Invited Session 5
May 8, 2021
1:45 PM – 3:15 PM Pacific Time
Amanda Bruegl is a Citizen of Oneida Nation and is a Gynecologic Oncologist in the department of OB/Gyn at Oregon Health and Science University. She completed her fellowship in gynecologic oncology at MD Anderson Cancer Center and has been at OHSU since that time. She is the Associate Director of the Education Core for the Northwest Native American Center of Excellence, a recipient of the Robert Wood Johnson Harold Amos Minority Faculty Development Award, and has research interests in gynecologic cancer prevention in American Indian/Alaska Native women.
Foluso Ademuyiwa MD MPH MSCI is a medical oncologist and Associate Professor at Washington University School of Medicine (WUSM) in St Louis. Dr. Ademuyiwa earned a medical degree from the University of Ibadan in Nigeria, completed residency in Internal Medicine/Pediatrics at Bridgeport Hospital-Yale New Haven Health, and fellowship in Hematology/Oncology at Indiana University. Dr. Ademuyiwa is board certified in Medical Oncology. She serves as Principal Investigator for several investigator-initiated and cooperative group studies, and has authored more than 55 peer-reviewed articles. Her research is focused on racial disparities in breast cancer, and in designing and conducting innovative clinical trials in triple negative breast cancer. She is the Diversity & Inclusion Leader of the Hematology/Oncology Fellowship program at WUSM, and is on the Breast Cancer Research Program Leadership Steering Committee at WUSM. She has served on multiple grant review panels, including the AACR Breast Cancer Research Grants Scientific Review Committee and the Swiss Cancer League, and as an ad hoc manuscript reviewer for multiple journals over the years. In recognition of her clinical work, she has consistently been named as a “Best Doctor” in St. Louis for 2015 – 2020, and has been named as one of the 27 Top Breast Cancer Oncologists by Forbes in 2017.
Racial disparities in clinical oncology are pervasive and exist in all areas of oncology, including clinical tirals, academic oncology, and grant funding. The NIH revitalization act of 1993 was created to encourage investigators to increase accural of underrepresented minorities (URMs) and women to clinical trials. The proportion of URMs in therapeutic trials has actually declined over time, suggesting that measures to improve disparities have been largely unsuccessful. Several patient factors, clinician factors, and system factors act at barriers. Opportunities to improve disparities include expanding access to healthcare, increasing workforce diversity in oncology, and shifting emphasis and availabilty of therapeutic clinic trials from large academic centers to community-based programs.
Susan Tannenbaum is a board-certified Hematologist-Oncologist and Associate Professor at UConn School of Medicine since 2003. At the beginning of her career, she was at the NIH for 9 years with a focus on endothelial cell biology after which she worked in the Indian Health Service, Shiprock, NM. She then spent 7 years in an academic private practice in Pasadena, California and ultimately moved to Connecticut. She grew the Clinical and Translational Breast Program there as the Medical Director which ultimately received full NAPBC accreditation. Although she participated as Principal Investigator in cooperative group trials, her focus has been in translational research. Studies in the neoadjuvant breast cancer setting include novel imaging and biomarker studies predicting pathologic response. Currently she is collaborating with a Biotech Company utilizing a Florescent Light Sheet Microscopy technology in the metastatic and neoadjuvant setting characterizing circulating tumor cells. She has additionally co-authored many University-wide studies directed towards quality of life in cancer survivors with topics including cardiotoxicity, symptom distress and radiation fatigue. As a reviewer for, The Journal of Racial and Ethnic Health Disparities and as a participant in the NMA/Cobb Institute, Expert Consensus Panel on Breast Cancer Disparities Elimination, addressing health care disparities is a major interest. She currently serves as the Division Chair and Fellowship Director of the UCONN Hematology-Oncology Division and Medical Director of the Neag Comprehensive Cancer Center at UCONN.

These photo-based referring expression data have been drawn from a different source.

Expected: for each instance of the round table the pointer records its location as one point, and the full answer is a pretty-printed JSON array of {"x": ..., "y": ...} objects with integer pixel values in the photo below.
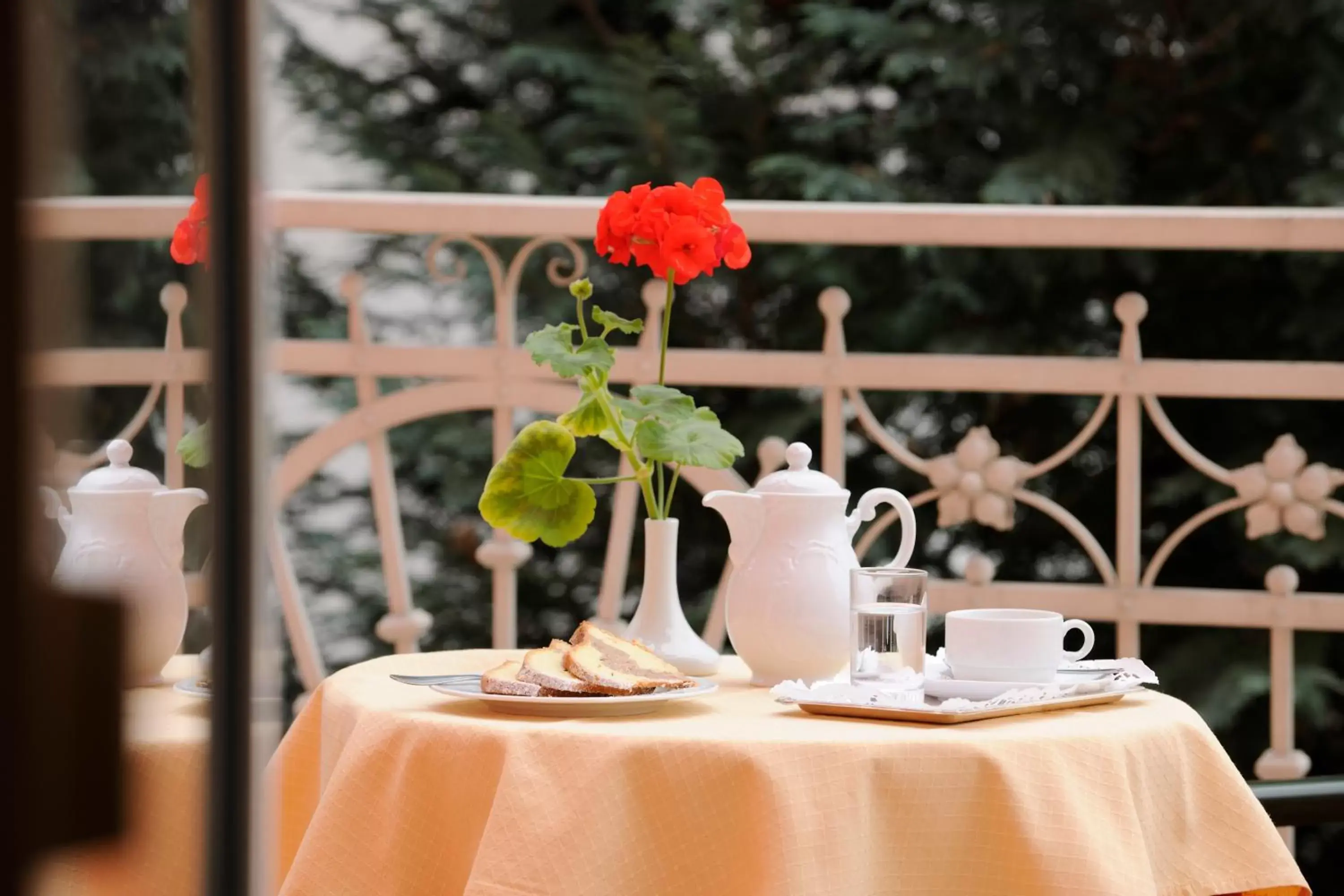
[
  {"x": 398, "y": 790},
  {"x": 160, "y": 853}
]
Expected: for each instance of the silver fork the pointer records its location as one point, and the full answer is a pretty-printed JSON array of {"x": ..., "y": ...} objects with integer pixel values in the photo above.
[{"x": 436, "y": 680}]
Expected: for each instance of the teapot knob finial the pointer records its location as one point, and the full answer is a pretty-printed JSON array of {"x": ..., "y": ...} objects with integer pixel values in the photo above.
[
  {"x": 799, "y": 456},
  {"x": 119, "y": 452}
]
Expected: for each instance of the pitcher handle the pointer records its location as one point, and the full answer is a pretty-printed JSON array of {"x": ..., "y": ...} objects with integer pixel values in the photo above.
[{"x": 867, "y": 509}]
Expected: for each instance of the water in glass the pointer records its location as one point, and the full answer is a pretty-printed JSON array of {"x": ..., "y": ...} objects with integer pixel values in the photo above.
[{"x": 887, "y": 617}]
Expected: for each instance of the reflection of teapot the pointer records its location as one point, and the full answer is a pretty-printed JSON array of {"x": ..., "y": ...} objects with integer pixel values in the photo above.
[
  {"x": 124, "y": 534},
  {"x": 788, "y": 601}
]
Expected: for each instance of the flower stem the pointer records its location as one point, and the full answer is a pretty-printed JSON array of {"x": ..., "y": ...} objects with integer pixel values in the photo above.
[
  {"x": 667, "y": 504},
  {"x": 642, "y": 472},
  {"x": 604, "y": 480},
  {"x": 667, "y": 326}
]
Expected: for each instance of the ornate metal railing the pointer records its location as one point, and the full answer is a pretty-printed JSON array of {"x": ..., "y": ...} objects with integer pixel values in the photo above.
[{"x": 974, "y": 482}]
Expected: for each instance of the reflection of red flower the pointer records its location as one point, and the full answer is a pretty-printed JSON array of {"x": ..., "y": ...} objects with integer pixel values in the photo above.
[
  {"x": 679, "y": 230},
  {"x": 191, "y": 236}
]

A major focus of the Institute of Medicine, the NIH and the FDA has been to enhance Health Equity for URM. In order for this to occur, people who are in clinical trials should represent the populations most likely to benefit from the drug studied. In an effort to reduce costs and expedite accrual, cancer clinical trials have increasingly used research sites outside of the United States. Many sites are in regions with very different population demographics compared with those in the US. Racial and ethnic minorities are consistently under‐represented in global oncology trials especially when compared to their disease-specific incidence and mortality in the US. The utilization of sites outside the US for these studies is therefore associated with a widening of the enrollment disparity gap rather than a reduction. Most of these trials are industry sponsored and although there are recommendations placed by the FDA to enhance URM participation, there are no requirements. This talk will focus on this information as well as interventions aimed at addressing enhanced diversity in these global trials.